Léxico: «planeidade»

E, no entanto...


      Planeidade. Qualidade do que é plano. Existe? Claro que sim, é vocábulo que se usa com alguma frequência. Está dicionarizado? Não está. Nada de surpreendente: o Dicionário da Língua Portuguesa da Porto Editora, por exemplo, não regista «estanquidade» ou «estanqueidade». E, no entanto... E, finalmente, preocupação que só costumamos ter com neologismos: está bem formado? Bem, planidade estaria mais de acordo com a língua.

[Post 3954]

Revisão

É uma missão


      O revisor antibrasileiro mostrou, mais uma vez, como não deixa passar repetições de qualquer espécie. «Veja: “Está longe de estar”. O jornalista não conseguia dar volta a isto?!» A noite, porém, não foi marcada por estas saborosas prelecções, antes por uma queixa: «... E depois disse-me: ‘“Assim, não é de admitir, etc.”’ Para que é esta vírgula aqui a separar o sujeito do verbo?” “Assim” sujeito!» Bem, eu também fiquei abalado, um revisor experiente a dizer a outro semelhante barbaridade.
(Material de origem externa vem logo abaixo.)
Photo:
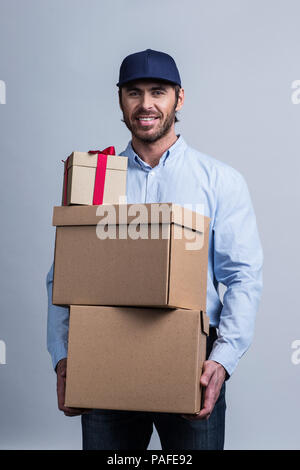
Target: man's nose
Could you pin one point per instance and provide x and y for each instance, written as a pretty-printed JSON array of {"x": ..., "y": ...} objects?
[{"x": 147, "y": 101}]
Lembrei-me de outro. Da primeira vez que falámos, apesar de alguma incoerência, disse muita coisa acertada. «Por exemplo, “fazer com que”: nunca deixo passar tal disparate. Como eu costumo dizer, temos “coque”, não “com que”.» Riu-se. Da segunda vez, porém, tinha os reflexos um pouco embotados, e o nariz, qual tubérculo rugoso, purpúreo, distraía-me tanto como o entrecruzar de conversas e referências que me eram estranhas. No meio de tanta gente, ele tinha um propósito bem claro: comer o máximo de croquetes e beber tanto quanto aguentasse de portos. Deixei-o aportar na mesa das bebidas e eu naufraguei na multidão.

[Post 3953]

Como (quase) se escreve nos jornais

Passar das marcas


      O jornalista escrevera que o Futebol Clube do Porto tinha divulgado «um comunicado com dois pontos no sítio oficial do clube a desmarcar-se do sucessor de Rui Moreira no programa Trio d’Ataque, da RTPN». O plumitivo lembrava que Rui Moreira abandonara «em directo o programa da última terça-feira, após uma calorosa troca de palavras com o representante do Benfica». Alguns jornalistas são mesmo dados a estes disparates desmarcados, e, no calor da labuta, confundem «acalorado» com «caloroso». Fica tudo em família. Eu estava lá e poupei os pobres leitores, já fustigados pelo temporal.

[Post 3952]

Revisão

Solércia me parece

      Serigaita. Sirigaita. Bem, começa-se por nem sequer se saber ao certo qual o étimo de serigaita. «Talvez do asturiano xirigata “vozerio, algazarra”», avança, corajoso, o Dicionário Houaiss. «De origem obscura», assegura o Dicionário da Língua Portuguesa da Porto Editora. Depois, parece-me muito mais natural, mais fácil, a prolação de «serigaita», pela dissimilação introduzida. Agruras de autor? Nada disso: colegas atrevidos.
      A propósito de prolação, conhecem o Prontuário Sonoro da RTP? Não têm de quê.

[Post 3951]

Léxico: «navio cabinado»

Imagem tirada daqui

Haja pelo menos um


      «A embarcação, um barco cabinado, estava registada na Capitania do Porto da Régua, que comandou o resgate» («Barco afunda-se no Douro e o resgate gera críticas», Amadeu Araújo, Diário de Notícias, 6.10.2010, p. 18). Dos dicionários consultados, só o Dicionário Aulete Digital regista o adjectivo «cabinado»: «que tem cabine». Como o da imagem.